Tracce di Covid-19 nelle fognature italiane, ISS: “Non esistono prove di trasmissione del virus”

“Ci sono stati i primi ritrovamenti di tracce di Covid-19 nelle fognature italiane”.
Lo ha affermato il direttore del reparto di qualità dell’acqua e salute dell’Istituto Superiore di Sanità, Luca Lucentini, a Business Insider Italia.
E’ bene precisare che, ad oggi, non c’è nessun rischio di natura sanitaria legato al sistema idrico, anzi viene considerato sicuro.
Stando alle linee guida dell’Istituto Superiore di Sanità (ISS), le pratiche di depurazione delle acque impiegate fino ad oggi sono efficaci nell’inattivazione del virus.
Secondo l’Organizzazione Mondiale della Sanità ad oggi “non esistono prove di trasmissione del Covid-19 attraverso il sistema fognario in assenza e in presenza di trattamenti”.

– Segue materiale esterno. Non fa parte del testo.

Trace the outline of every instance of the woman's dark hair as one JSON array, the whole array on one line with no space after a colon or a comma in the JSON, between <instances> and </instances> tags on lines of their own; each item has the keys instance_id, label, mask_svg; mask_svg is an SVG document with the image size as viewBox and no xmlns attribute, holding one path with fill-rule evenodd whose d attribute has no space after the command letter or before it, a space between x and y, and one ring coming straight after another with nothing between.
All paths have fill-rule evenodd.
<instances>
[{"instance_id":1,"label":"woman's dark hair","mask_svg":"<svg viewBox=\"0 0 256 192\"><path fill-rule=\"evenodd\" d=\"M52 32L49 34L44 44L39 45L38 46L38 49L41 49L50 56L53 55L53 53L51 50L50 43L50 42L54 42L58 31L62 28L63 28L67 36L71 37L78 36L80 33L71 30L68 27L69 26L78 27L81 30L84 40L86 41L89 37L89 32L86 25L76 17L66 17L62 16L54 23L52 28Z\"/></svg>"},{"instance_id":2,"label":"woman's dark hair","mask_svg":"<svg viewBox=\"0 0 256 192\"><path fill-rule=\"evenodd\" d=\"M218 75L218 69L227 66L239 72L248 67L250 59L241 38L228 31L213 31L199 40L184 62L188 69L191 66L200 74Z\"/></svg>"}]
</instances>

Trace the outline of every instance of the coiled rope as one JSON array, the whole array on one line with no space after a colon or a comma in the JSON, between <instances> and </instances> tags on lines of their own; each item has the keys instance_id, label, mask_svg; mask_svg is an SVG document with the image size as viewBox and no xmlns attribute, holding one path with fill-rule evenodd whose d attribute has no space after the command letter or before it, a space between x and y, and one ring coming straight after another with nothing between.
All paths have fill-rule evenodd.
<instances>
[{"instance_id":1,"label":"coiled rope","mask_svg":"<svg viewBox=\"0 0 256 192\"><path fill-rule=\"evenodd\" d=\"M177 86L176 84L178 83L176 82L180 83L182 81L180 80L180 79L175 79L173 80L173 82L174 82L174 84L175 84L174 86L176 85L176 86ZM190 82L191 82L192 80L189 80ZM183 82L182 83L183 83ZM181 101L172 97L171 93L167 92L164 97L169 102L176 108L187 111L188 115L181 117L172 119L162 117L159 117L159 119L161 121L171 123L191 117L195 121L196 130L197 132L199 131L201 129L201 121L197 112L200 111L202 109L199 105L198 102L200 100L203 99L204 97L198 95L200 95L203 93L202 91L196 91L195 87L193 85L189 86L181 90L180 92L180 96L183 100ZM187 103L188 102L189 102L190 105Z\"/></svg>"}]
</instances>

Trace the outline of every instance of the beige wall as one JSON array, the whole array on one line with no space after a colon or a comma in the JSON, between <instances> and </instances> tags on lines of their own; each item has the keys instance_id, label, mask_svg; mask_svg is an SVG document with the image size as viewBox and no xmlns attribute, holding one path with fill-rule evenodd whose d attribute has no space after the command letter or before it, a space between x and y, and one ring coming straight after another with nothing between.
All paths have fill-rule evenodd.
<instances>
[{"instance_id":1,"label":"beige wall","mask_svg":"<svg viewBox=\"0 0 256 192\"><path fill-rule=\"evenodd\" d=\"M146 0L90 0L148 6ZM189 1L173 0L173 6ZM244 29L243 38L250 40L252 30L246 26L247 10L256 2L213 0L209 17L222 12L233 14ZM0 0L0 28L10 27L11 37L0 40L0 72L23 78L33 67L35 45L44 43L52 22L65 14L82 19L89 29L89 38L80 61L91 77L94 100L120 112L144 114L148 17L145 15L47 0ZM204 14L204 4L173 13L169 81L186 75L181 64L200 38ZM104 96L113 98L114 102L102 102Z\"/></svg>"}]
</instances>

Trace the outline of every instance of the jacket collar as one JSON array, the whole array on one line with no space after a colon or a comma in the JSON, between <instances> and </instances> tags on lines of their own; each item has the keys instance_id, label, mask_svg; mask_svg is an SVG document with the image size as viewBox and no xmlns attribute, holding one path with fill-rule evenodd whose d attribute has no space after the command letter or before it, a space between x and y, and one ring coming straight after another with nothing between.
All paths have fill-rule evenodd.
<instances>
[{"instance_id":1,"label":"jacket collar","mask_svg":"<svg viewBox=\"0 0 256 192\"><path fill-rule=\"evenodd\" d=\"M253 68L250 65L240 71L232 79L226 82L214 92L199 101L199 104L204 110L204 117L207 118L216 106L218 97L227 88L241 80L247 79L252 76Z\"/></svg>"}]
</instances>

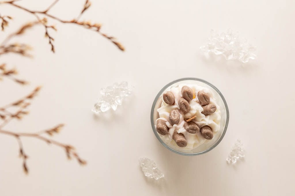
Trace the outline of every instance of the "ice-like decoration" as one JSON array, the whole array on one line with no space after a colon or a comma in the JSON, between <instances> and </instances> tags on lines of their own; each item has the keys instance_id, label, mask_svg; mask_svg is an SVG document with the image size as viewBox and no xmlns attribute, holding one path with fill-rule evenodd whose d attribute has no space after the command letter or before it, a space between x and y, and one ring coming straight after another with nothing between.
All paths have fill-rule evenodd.
<instances>
[{"instance_id":1,"label":"ice-like decoration","mask_svg":"<svg viewBox=\"0 0 295 196\"><path fill-rule=\"evenodd\" d=\"M139 164L145 175L150 178L158 180L164 177L164 174L157 167L155 162L145 157L140 158Z\"/></svg>"},{"instance_id":2,"label":"ice-like decoration","mask_svg":"<svg viewBox=\"0 0 295 196\"><path fill-rule=\"evenodd\" d=\"M232 146L232 151L228 155L226 160L229 164L235 164L238 159L245 156L244 144L240 140L238 139Z\"/></svg>"},{"instance_id":3,"label":"ice-like decoration","mask_svg":"<svg viewBox=\"0 0 295 196\"><path fill-rule=\"evenodd\" d=\"M127 82L114 83L112 86L103 88L100 90L101 96L94 105L92 111L96 113L104 112L112 108L115 111L118 105L131 93L132 88Z\"/></svg>"},{"instance_id":4,"label":"ice-like decoration","mask_svg":"<svg viewBox=\"0 0 295 196\"><path fill-rule=\"evenodd\" d=\"M244 63L256 58L253 53L256 47L249 43L246 39L240 38L237 32L230 29L219 34L212 30L208 43L200 49L205 53L212 52L222 55L228 60L237 59Z\"/></svg>"}]
</instances>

“L’acqua della fognatura è un potenziale raccoglitore di campioni biologici. Prendendo come riferimento il modello australiano, l’esperienza di ricerca di microrganismi nelle acque coordinata dalla dottoressa Bonadonna, e in particolare l’attività della dottoressa La Rosa, stanno permettendo di conseguire risultati importanti con i primi ritrovamenti di tracce di Covid-19 nelle fognature italiane, aprendo così alla prospettiva di identificare e seguire nel tempo sia la formazione di focolai, sia l’andamento tendenziale. Ma il processo è molto complesso. Siamo comunque nell’ambito della sperimentazione scientifica a scopo epidemiologico, non della valutazione del rischio”, ha puntualizzato Lucentini.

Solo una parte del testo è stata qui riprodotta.